No trecho entre a barragem de Fundão e a Usina Hidrelétrica Risoleta Neves (também conhecida como UHE Candonga), a passagem da onda de rejeitos ocorreu de forma mais violenta, acarretando o transbordamento de um grande volume de rejeitos para as faixas marginais do Rio Gualaxo do Norte e Rio do Carmo, em enorme desproporção à capacidade normal de drenagem da calha desses corpos hídricos, ocasionando a destruição da cobertura vegetal de vastas áreas ribeirinhas, por meio do arrancamento da vegetação por arraste, inclusive com a remoção da camada superficial do solo. Observou-se, também, nessa área a deposição de rejeitos sobre o leito dos rios e vastas áreas marginais, soterrando a vegetação aquática e terrestre, destruindo habitats e matando animais.

Após percorrer 22 km no Rio do Carmo, a onda de rejeitos alcançou o Rio Doce, deslocando-se pelo seu leito até desaguar no Oceano Atlântico, no dia 21 de novembro de 2015, no distrito de Regência, no município de Linhares (ES).

No trecho entre a UHE Risoleta Neves, no município de Rio Doce (MG), e a foz do Rio Doce, em Linhares (incluindo o ambiente estuarino, costeiro e marinho), o material seguiu preferencialmente pela calha do Rio Doce, provocando uma onda de cheia especialmente em seu trecho médio (desde a confluência do Rio Matipó até a divisa MG/ES), decorrente do aumento do fluxo hídrico gerado pelo rompimento da barragem de Fundão. Esse fenômeno alagou, temporariamente, áreas mais planas das margens, deixando nelas, após a normalização do fluxo, os sedimentos contendo rejeitos de minério. À medida que a onda de rejeitos avançava pela calha do Rio Doce, sua força inicial foi dissipando, gerando, nesse trajeto, danos associados à poluição hídrica, mortandade de animais e à interrupção do abastecimento e distribuição de água em vários municípios, como Governador Valadares (MG), Baixo Guandu (ES) e Colatina (ES).

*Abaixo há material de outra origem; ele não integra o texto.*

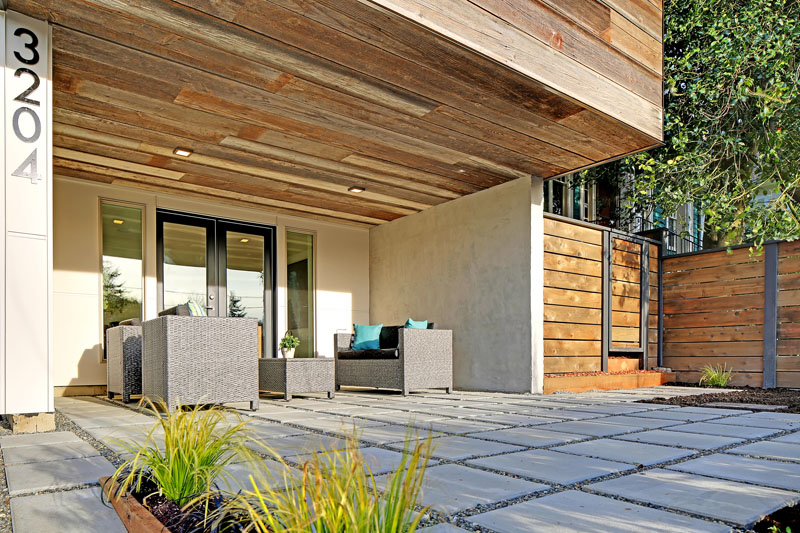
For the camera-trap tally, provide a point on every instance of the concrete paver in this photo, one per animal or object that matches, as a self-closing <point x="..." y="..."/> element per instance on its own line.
<point x="625" y="452"/>
<point x="579" y="512"/>
<point x="451" y="488"/>
<point x="75" y="511"/>
<point x="724" y="430"/>
<point x="774" y="450"/>
<point x="758" y="471"/>
<point x="695" y="441"/>
<point x="740" y="503"/>
<point x="34" y="477"/>
<point x="550" y="466"/>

O maior desastre ambiental do Brasil –e um dos maiores do mundo– provocou danos econômicos, sociais e ambientais graves e tirou a vida de 19 pessoas. Os prejuízos que se viram às primeiras horas e que aumentaram com o passar do tempo, projetam-se mesmo hoje como um devir que não tem tempo certo para findar. Danos contínuos e, em sua maioria, perenes.

Fonte: Ministério Público Federal – Caso Samarco.